Kemudian pada perjalanan apa yang dibuat itu (konstitusi) seperti dikeramatkan untuk dirubah. Hingga kini diikuti kesininya mewariskan secara estapet, setiap membuat UU atau peraturan dilakukan dengan tempo yang sesingkat - singkatnya. Ini seperti ujud dari doa dari proklamasi.

Lihat saja meski baru tahun 1999 dilakukan revisi, melahirkan UUD45 yang diamandemen, isi dari bab penjelasan, bukan makin membumi malah dari sudut uraian semakin tidak   menggunakan bahasa hukum. Membuat apa dibaca dari UUD45 yang diamandemen bisa mencerminkan latarbelakang pendidikan dari para pembuat revisinya. Padahal ketika itu sudah banyak pakar hukum senior, apa tidak dilibatkan atau memang tidak sempat dilibatkan karena dikejar kebelet pipis?

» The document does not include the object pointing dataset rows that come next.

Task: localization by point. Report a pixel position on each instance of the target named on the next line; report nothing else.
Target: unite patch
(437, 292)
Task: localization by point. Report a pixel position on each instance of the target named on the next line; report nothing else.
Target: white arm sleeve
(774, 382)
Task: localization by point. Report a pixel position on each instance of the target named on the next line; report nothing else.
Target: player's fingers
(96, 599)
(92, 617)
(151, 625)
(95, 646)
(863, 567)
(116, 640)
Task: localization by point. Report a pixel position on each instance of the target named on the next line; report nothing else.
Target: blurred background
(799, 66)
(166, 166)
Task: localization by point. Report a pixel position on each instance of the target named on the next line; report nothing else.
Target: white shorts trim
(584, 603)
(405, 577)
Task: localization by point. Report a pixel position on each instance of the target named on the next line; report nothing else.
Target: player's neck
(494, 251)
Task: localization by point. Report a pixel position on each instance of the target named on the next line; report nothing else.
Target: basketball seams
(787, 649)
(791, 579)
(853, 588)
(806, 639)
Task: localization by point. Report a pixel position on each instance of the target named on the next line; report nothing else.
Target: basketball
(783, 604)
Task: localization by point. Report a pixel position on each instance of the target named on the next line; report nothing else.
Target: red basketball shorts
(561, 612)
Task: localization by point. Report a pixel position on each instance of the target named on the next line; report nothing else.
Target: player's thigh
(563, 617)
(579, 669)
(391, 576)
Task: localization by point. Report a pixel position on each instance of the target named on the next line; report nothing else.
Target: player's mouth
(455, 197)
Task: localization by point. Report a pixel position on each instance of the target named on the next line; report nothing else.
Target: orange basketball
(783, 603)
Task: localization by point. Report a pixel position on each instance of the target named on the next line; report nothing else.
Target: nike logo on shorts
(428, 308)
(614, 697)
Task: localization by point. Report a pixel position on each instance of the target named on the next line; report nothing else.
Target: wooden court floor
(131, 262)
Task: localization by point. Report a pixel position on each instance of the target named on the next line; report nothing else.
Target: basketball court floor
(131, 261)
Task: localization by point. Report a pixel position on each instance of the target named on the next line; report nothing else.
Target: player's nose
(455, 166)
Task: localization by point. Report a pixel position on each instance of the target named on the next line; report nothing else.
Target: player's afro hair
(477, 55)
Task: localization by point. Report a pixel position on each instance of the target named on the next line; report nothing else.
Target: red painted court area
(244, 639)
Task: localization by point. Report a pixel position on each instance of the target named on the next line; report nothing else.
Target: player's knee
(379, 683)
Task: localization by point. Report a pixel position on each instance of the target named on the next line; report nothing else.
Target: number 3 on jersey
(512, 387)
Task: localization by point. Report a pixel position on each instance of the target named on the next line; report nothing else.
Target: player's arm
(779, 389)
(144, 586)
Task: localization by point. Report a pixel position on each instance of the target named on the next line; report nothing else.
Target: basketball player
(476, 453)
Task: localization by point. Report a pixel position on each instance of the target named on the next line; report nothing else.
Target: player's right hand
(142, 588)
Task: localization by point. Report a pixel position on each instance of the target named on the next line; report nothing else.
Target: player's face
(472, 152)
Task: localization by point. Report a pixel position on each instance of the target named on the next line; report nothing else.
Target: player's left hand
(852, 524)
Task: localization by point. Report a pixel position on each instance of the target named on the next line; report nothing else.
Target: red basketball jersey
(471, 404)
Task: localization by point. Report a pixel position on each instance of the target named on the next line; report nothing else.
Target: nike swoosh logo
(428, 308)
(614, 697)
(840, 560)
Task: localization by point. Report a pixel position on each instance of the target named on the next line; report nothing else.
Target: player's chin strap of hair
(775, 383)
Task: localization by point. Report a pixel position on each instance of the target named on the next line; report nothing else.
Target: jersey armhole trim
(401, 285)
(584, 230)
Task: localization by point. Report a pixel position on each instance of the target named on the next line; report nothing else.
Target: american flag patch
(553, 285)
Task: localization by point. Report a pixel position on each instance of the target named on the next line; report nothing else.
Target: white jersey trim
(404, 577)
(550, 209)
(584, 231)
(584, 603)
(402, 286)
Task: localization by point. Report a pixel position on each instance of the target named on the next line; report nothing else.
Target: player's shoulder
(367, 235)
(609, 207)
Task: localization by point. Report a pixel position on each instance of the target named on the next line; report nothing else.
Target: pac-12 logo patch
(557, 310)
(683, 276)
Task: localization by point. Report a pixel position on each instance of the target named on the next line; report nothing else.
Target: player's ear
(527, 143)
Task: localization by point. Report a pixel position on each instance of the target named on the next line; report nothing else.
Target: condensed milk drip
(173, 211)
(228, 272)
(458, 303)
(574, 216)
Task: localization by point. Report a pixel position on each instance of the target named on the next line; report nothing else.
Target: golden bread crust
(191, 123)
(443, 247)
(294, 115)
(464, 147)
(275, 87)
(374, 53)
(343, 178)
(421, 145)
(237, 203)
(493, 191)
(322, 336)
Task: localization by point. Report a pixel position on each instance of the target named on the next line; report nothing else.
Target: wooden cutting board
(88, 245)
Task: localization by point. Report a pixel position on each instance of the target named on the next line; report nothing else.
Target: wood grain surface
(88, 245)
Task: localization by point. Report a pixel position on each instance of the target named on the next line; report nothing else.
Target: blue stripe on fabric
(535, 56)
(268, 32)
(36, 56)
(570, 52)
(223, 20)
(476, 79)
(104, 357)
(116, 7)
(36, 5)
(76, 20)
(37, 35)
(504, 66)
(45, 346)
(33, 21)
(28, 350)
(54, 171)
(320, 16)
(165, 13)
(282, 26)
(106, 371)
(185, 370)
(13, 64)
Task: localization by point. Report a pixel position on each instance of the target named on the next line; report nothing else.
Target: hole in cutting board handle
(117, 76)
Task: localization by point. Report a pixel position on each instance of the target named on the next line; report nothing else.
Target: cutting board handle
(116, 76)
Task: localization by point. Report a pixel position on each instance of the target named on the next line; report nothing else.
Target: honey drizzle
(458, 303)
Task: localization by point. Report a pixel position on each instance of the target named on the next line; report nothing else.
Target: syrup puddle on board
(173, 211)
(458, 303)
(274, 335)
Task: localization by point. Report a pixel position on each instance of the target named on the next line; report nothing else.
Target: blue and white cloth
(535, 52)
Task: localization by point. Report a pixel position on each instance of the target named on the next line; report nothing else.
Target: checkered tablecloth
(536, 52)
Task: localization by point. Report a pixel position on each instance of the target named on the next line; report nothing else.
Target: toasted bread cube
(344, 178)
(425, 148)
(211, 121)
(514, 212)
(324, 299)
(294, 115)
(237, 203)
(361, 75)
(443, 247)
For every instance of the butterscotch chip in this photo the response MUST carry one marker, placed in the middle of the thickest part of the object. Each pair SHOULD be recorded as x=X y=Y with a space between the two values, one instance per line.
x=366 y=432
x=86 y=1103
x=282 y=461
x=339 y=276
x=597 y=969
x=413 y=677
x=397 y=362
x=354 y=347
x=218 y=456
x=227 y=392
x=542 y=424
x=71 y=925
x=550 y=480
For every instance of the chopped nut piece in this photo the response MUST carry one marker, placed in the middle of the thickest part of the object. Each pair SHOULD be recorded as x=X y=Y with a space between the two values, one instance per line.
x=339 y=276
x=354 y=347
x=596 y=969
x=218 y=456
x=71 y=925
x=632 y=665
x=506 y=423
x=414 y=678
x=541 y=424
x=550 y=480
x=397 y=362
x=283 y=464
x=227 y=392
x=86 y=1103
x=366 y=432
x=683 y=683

Ujungnya membuat yakin ini adalah ujud dari doa proklamasi 1945. Namun jika sekalipun  ini ada pengaruh dari doa proklamasi, setidak - tidaknya tidak kesusu, tergopoh - gopoh menyelesaikannya. Untuk membuat perubahan sebuah konstitusi dan sistim yang sudah jadi dibutuhkan  interval waktu tidak sedikit, kurang lebih 10 tahun.

Sekalipun begitu harus segera melakukan dimulai tahapan pengerjaannya. Tidak seperti kemaren dirubah sekenanya langsung disahkan.

Proses pengkajian dalam cara pandang yang sama sekalipun pandangan berbeda dan proses kerjanya berangkanya pada satu titik pijak tantangan dan jawaban dari segala aspek hidup dan kehidupan bernegara berdasarkan visi, misi, arah dan tujuan dalam setiap menyusun satu UU, apalagi yang dibukukan sebagai kitab, sebelum membuat dan atau merubah. Jika itupun masih punya sekelumit itikad kesungguhan demi bangsa dan seluruh tumpah tanah air.

Dan dari hasil yang dibuat, disahkan yang sekarang berlaku, dapat disimpulkan, bahwa sekalipun dilakukan perubahan pada UUD-nya, itu tidak akan ketemu perbaikan yang benar - benar jitu menjawab persoalan bangsa ini, kalau tidak dilandaskan hati - hati yang memiliki rasa cinta kepada tanah air begitu besar.

Jadi tidaklah salah kalau banyak yang antipati terhadap anggota dewan atau para penyelenggara negara. Itu UU-nya melegalisir maunya nafsu setiap manusia, bukan membatasi dan atau menempatkan fungsi yang benar - benar proporsional berdasarkan rujukan rumusan yang sebenarnya. Ujungnya negara ini tidak akan mampu memerangi KKN siapa pun yang akan duduk menjadi orang no. 1.

Orang - orang juga karena tumpang tindihnya UU, kebanyakan mereka pesimis terhadap siapapun yang akan duduk di dpr dan di pemerintahan, bakal menjawab hidup mereka yang bertebaran hidup di setiap jengkal wilayah NKRI. Oleh karena UUD-nya tadi.